Wat zijn teken?
Teken zijn achtpotige, bruine/zwarte spinachtige beestjes die leven van het bloed van mensen en dieren. Wanneer teken niet volgezogen zijn met bloed, zijn ze nauwelijks groter dan een speldenknop. Wanneer de teek bloed opzuigt, zwelt de teek langzaam op tot een bruin-zwart of grijzig bolletje en kunnen ze wel tot 1 cm groot worden. Wanneer een teek bloed zuigt, verankert hij zich in de huid waardoor hij blijft zitten. Na enkele dagen laat de teek vanzelf los.

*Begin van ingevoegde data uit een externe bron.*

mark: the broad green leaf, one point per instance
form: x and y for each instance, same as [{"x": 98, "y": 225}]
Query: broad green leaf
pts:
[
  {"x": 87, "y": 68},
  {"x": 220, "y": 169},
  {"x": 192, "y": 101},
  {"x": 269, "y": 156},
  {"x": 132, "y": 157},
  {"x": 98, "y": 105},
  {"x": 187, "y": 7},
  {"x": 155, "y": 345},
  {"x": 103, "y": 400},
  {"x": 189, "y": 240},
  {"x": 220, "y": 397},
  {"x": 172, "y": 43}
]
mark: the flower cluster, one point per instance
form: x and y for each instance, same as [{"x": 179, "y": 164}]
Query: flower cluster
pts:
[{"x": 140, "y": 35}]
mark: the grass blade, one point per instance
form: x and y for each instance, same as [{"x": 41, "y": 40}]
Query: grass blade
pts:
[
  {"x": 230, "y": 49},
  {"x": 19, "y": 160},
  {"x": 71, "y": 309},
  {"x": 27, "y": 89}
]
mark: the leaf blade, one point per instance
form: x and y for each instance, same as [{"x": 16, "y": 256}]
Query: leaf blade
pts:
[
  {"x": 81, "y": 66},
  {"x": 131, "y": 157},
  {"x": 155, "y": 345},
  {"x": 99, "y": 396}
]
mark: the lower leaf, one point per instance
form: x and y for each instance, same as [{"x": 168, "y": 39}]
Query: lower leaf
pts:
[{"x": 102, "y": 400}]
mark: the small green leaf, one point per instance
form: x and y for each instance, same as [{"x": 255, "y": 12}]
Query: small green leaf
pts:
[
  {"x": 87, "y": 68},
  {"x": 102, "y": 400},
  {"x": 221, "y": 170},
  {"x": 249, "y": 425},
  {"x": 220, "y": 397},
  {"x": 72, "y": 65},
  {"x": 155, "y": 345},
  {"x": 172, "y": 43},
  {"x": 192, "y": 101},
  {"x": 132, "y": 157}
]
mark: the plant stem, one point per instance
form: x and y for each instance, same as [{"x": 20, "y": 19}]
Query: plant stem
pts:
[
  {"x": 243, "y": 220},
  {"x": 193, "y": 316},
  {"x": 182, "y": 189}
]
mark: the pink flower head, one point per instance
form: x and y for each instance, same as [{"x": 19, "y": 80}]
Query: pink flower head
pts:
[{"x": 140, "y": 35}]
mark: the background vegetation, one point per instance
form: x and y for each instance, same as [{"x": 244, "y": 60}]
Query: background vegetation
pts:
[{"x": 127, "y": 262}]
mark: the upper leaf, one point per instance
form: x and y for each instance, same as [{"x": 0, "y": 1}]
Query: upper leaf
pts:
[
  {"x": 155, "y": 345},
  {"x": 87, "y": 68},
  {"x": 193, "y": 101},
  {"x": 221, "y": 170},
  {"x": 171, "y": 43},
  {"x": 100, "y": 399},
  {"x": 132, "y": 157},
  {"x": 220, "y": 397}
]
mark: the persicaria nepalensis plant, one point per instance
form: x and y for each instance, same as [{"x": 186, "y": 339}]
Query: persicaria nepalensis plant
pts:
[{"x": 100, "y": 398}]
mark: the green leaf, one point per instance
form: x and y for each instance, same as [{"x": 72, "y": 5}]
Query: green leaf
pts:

Circa 20% van de teken in Nederland is besmet met de bacterie die de ziekte van Lyme kan overdragen. De besmetting wordt overgedragen door het speeksel van de teek en duurt minimaal 24 uur. Het zo snel mogelijk verwijderen van teken na de tekenbeet vermindert het risico op overdracht van teek gerelateerde aandoeningen.
Wat is de ziekte van Lyme?
De ziekte van Lyme is een ziekte die ontstaat door besmetting met de Borellia burgdorferi bacterie, die via een tekenbeet kan worden overgebracht. De overdracht van deze bacterie op de mens duurt enige tijd en vindt veelal tussen de 24 en 78 uur plaats. Na enkele dagen komen de bacteriën in de lymfe en bloedbaan terecht, waardoor ze zich verspreiden over het gehele lichaam. Bij zo’n driekwart van de besmette mensen ontstaat binnen 2 tot 4 dagen een rode plek die na verloop van tijd uitbreidt tot een bleekrode ring van ongeveer 15 cm groot met in het midden een lichte kleur.
De ziekte van Lyme heeft verschillende verschijningsvormen, klachten en symptomen. Raadpleeg voor meer informatie over deze ziekte een arts.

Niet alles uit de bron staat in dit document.